Da ieri 23 Ottobre, è iniziata la messa in onda dei filmati girati nei borghi appartenenti alla rete de "I Borghi più belli d'Italia" nel corso della trasmissione Kilimangiaro, su Rai Tre, dalle 17:15 per la decima edizione de "Il Borgo dei Borghi".

Ogni domenica, per 20 settimane, andrà in onda un video, al termine dei quali, a primavera, sarà aperta la votazione gratuita su web. Per poter votare è necessaria la registrazione gratuita su Raiplay. Al termine delle venti settimane di trasmissione prenderà il via il voto e nella puntata della serata di Pasqua avverrà la proclamazione del “Borgo dei borghi”. Le modalità di voto saranno comunicate durante la trasmissione televisiva.

Il pubblico potrà premiare uno dei paesi che fanno parte dell'Associazione de I Borghi più belli d’Italia che nasce nel 2001 allo scopo valorizzare il grande patrimonio di storia, arte, cultura, ambiente e tradizioni presente nei piccoli centri italiani attraverso la tutela, il recupero e la valorizzazione di un patrimonio di monumenti e di memorie che altrimenti andrebbe irrimediabilmente perduto. […] per ritrovare quelle atmosfere, quegli odori e quei sapori che fanno diventare “la tipicità” un modello di vita che vale la pena di “gustare” con tutti i sensi". I borghi "più belli" devono avere una presenza di almeno il 70% di edifici storici precedenti al 1939, non più di duemila abitanti nel borgo storico, non più di 15000 abitanti nel territorio comunale, portare avanti documentate politiche di protezione, valorizzazione, promozione e sviluppo economico e sociale. Secondo lo Statuto dell'Associazione "la rete de I Borghi Più Belli d’Italia è un bene storico e culturale del Paese ha come oggetto e scopo di fare della bellezza l’elemento fondamentale sul quale basare lo sviluppo della comunità locale,  promuovere le produzioni tipiche locali." Dal 2012, l'Associazione è entrata a far parte del circuito internazionale “Les plus beaux villages de la Terre”. 

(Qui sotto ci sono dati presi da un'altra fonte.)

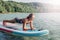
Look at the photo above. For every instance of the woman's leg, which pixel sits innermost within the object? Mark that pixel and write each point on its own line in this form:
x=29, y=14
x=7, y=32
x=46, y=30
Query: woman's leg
x=9, y=21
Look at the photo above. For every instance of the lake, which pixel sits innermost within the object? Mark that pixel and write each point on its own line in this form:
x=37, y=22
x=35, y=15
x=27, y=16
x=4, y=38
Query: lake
x=50, y=21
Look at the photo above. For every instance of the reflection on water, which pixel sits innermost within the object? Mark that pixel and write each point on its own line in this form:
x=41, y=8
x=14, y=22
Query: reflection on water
x=50, y=21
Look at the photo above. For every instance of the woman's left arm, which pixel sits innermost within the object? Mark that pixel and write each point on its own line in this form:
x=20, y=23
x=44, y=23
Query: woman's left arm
x=31, y=25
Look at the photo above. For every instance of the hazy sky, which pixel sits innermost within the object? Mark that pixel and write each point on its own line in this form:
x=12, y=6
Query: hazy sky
x=54, y=2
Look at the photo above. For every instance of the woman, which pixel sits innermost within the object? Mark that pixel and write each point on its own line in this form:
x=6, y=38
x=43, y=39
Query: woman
x=24, y=21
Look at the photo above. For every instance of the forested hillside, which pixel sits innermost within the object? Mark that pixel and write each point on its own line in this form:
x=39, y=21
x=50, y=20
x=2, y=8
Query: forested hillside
x=11, y=6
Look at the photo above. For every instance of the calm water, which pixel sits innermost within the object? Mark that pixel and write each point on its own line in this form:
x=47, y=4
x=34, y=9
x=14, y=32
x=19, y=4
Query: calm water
x=50, y=21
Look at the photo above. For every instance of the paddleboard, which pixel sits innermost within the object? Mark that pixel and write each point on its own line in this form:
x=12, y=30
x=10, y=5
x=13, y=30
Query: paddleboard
x=20, y=32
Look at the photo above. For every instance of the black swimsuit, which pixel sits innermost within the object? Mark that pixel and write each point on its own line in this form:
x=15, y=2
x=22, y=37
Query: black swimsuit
x=18, y=20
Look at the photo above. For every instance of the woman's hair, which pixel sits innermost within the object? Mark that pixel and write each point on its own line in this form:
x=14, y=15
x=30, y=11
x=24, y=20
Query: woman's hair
x=30, y=16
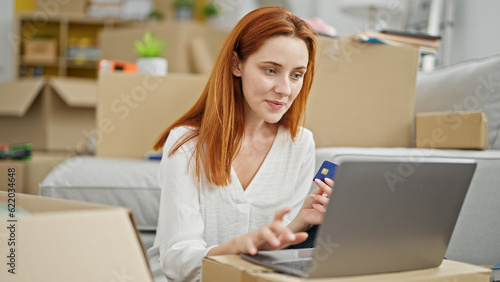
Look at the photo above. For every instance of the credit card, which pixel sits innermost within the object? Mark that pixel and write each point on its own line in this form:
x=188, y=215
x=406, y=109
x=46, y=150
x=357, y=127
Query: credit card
x=327, y=170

Il borgo abruzzese prescelto è Casoli, borgo  di antica fondazione, per molti archeologi l'antica Cluviae, centro delle tribù sannitiche. Nel IX secolo, a causa delle incursioni dei Saraceni, gli abitanti si stabilirono attorno al il torrione normanno del castello nel villaggio di Casulae. Dal XIV secolo Casoli fu feudo di varie famiglie fino al 1860. Nel primo Novecento, Casoli fu teatro culturale, poiché il sindaco e barone Pasquale Masciantonio ospitò nel castello varie personalità abruzzesi e non, tra cui Francesco Paolo Michetti e Gabriele d'Annunzio. Gravemente danneggiata durante la II Guerra Mondiale, dopo l'armistizio dell'8 settembre 1943  fu sede degli incontri del gruppo partigiano della Brigata Majella che fu fondato proprio a Casoli. 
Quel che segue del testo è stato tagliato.